Now doesn’t that tell you Joshua is bad news?
Clare recounts her story in that humorous, slightly hopeless tone that only an unconventional heroine of novels of the ’60s and ’70s can convey. Published in 1970, it is reminiscent of the early novels of Margaret Drabble, Penelope Mortimer, Paula Fox, and Nora Johnson. Huth, whom I knew previously from her 1994 novel Land Girls, now fits into my pantheon of ’70s literature.
Clare’s reflections are original and amusing. After her first husband’s funeral, she muses about the gaudy wreath taped onto the coffin, and his parents’ decision to cremate him.
To me, it no longer mattered that he had died. But I did wish they had pushed him overboard, which he would have liked, instead of decorating his coffin to look like something from a smorgasboard, and treating him to the absurdity of the afternoon’s performance. “
After the funeral, Clare sits on a park bench and talks to a lively old woman, Mrs. Fox, whose quiet sister, Edith, is on furlough for the day from the Gulliver Old People’s Home in Herne Bay. Mrs. Fox likes to hear the buses.

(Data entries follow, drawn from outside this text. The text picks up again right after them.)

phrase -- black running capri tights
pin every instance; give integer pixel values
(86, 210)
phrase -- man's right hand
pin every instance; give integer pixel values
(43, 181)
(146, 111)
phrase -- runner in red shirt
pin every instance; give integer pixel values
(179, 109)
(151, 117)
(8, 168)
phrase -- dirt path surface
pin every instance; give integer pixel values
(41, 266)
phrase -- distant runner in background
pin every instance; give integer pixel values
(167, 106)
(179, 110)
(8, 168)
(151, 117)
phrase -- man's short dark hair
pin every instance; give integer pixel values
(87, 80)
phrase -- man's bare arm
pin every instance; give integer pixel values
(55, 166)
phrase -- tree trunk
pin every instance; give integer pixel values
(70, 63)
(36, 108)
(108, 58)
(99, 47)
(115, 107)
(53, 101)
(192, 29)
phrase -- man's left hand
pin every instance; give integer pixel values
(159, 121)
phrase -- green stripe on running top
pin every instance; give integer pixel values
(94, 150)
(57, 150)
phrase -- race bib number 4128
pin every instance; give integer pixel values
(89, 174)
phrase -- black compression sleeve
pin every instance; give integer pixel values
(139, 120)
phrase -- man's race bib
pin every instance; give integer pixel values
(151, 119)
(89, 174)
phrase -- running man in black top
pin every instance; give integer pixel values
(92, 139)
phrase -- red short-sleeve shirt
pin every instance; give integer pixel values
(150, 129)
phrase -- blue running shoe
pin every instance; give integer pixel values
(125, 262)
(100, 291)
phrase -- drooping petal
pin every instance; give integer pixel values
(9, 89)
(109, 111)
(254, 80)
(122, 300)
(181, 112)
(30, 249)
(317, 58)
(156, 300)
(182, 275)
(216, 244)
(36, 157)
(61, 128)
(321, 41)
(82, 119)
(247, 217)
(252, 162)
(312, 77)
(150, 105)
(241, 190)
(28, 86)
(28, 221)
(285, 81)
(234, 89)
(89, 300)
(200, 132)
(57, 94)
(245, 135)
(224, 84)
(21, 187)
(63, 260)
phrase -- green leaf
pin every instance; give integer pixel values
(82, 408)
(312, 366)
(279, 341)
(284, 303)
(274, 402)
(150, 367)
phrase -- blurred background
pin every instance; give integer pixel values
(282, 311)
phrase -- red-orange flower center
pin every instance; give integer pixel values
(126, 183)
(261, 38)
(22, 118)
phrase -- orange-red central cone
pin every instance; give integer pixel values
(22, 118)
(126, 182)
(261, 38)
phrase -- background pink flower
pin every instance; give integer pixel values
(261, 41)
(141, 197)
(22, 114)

I never liked the quiet of the old days, you know. What I like is a supermarket on a Saturday morning. Or those demonstrations in Trafalgar Square. As a matter of fact, I was at one of those not long ago. I’m not quite sure what it was all about, to be honest, but there I was shouting away with the rest of them, and one of those policemen nearly took me away in a van.”
Both Clare and her unreliable new lover Joshua enjoy the company of Mrs. Fox, whom Joshua seems almost to prefer to Clare. But this realistic and decidedly unsentimental novel takes off in an unexpected direction: it is not about happy relationships, and what you think will happen doesn’t.